Epistel über die Dichtkunst

(An einen jungen Dichter.)

Wenn Jeder seine Kräfte fragte,
Bevor er sich ans Dichten wagte,
So würde der Poeten Häuflein klein,
Doch aber auch das auserwählte fein.

Wie mancher hält das wilde Feuer,
Das ihm sein bischen Hirn verbrennt,
Für einen Ruf zu Pindars Leier,
Und schreibt ein Unding, das er Ode nennt!

Ein Jüngling wagt´s den Gram, der ihm das Herz zerfrisst,
In matten Reimen auszurdrücken.
Sein Mädchen liest sie mit Entzücken;
Jetzt denkt er schon: Ich bin ein Elegiist!

Ein Dritter glaubt, die Hirtenflöte sei
Mit seiner Bauernpfeife einerlei:
Er singt nach der Natur, und denkt nicht, daß die Eule
Nach der Natur, wie er, doch unausstehlich heule.

Dem Vierten fällt es ein, von Wunderdingen,
Von Thaten, die er durch das Loos zusammen drängt,
Und deren keine an der andern hängt, Zweitausend Verse abzuringen.
Jetzt theilt er sie in Bücher ein, und spricht; ich gab der Nazion ein episches Gedicht.

Chörill, der Stutzer, wähnet
Für das Theater sei er just der rechte Kopf.
Man spielt sein Stück: er lacht sich einen Kropf,
Indeß das Publikum vor Langeweile gähnet.

Die allerschlimmsten sidn die Gecken,
Die nichts als Sinngedichte hecken:
Sie sammeln Koth, wie Edelstein,
Und fassen ihn mit Perlenwein.

Vor solchen Fehlern wolle dich beweahren
Apollo mit dem Musenchor!
Sei klug, mein Freund, und flieg in deinen Jahren
Nicht allzu weit empor!

Versuche nicht den kühnen Schwung der Ode!
Du kennst Ikarus Geschick:
Drum spiegle dich an seinem Tode,
Wenn dich der Vorwitz reizt, und bleib zurück!
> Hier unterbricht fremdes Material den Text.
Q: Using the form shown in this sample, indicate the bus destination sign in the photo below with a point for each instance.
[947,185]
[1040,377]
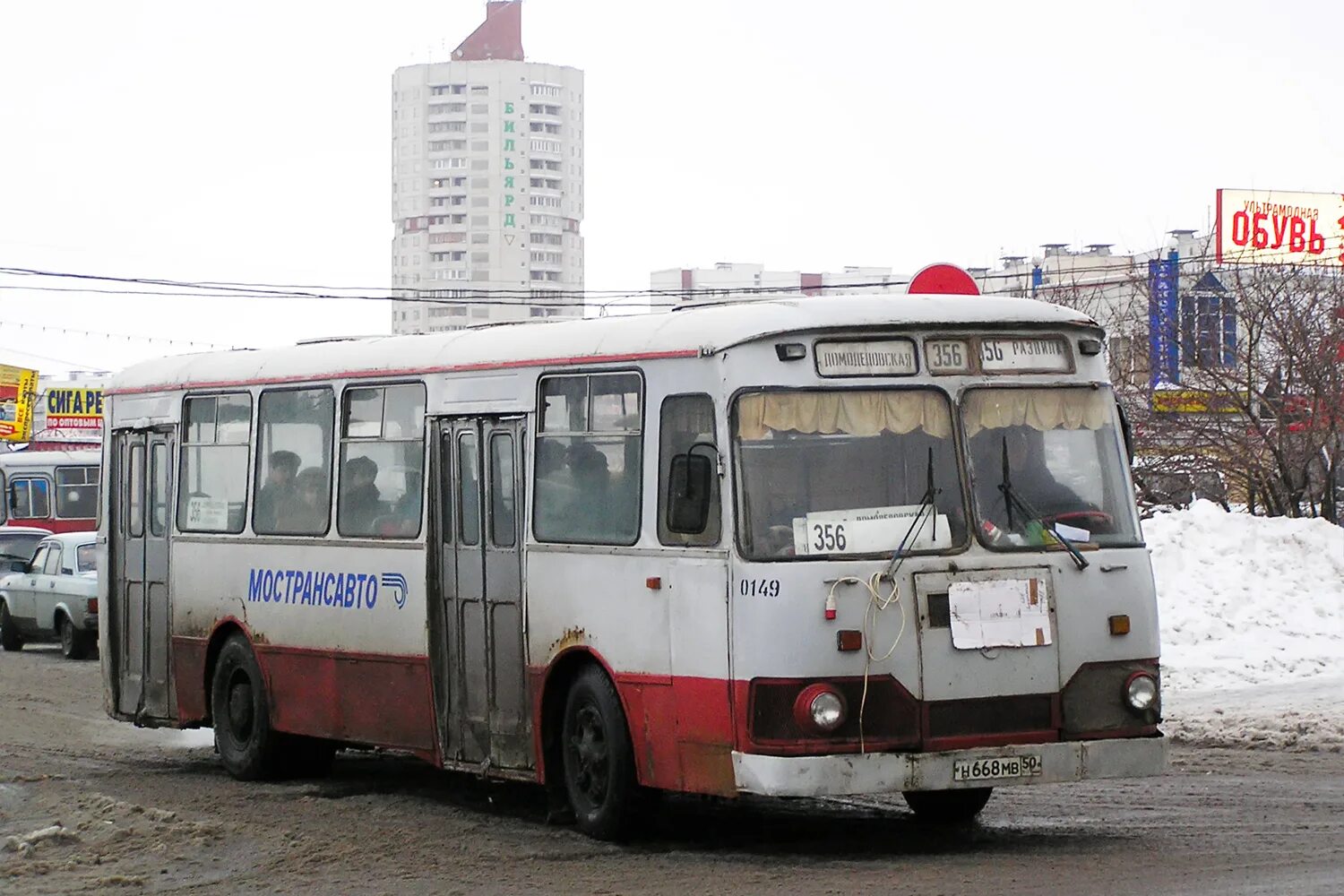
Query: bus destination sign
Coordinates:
[1019,355]
[868,358]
Du suchest Lorbeern? Freund, du findest sie,
Begnügst du dich mit deinen Schäferscenen,
Und mit den süßen Thränen
Der sanften Elegie.

Vor Allem hüte dich die Laune zu erzwingen.
Sie kömmt von selbst, und wird durch Suchen nur verjagt.
Kein komisches Gemälde wird gelingen;
So lange dich der Hypochonder plagt.

Erwarte stäts die Stunde,
In der du froh, und heiter bist:
In einer glücklichen Secunde
Wird mehr gethan, als sonst in Jahresfrist.

Kein Meisterstück gedeiht in allzu großer Eile.
Willst du, mein Freund, gelesen sein;
So sperre dein Gedicht, so sehr dich´s schmerzet, ein,
Und gieb ihm oft die Feile.

Nimm Jüngling, diese Lehren
Von deinem Freunde willig an.
Kann doch ein Stein die Schneidekraft vermehren;
Obschon er selbst nicht schneiden kann.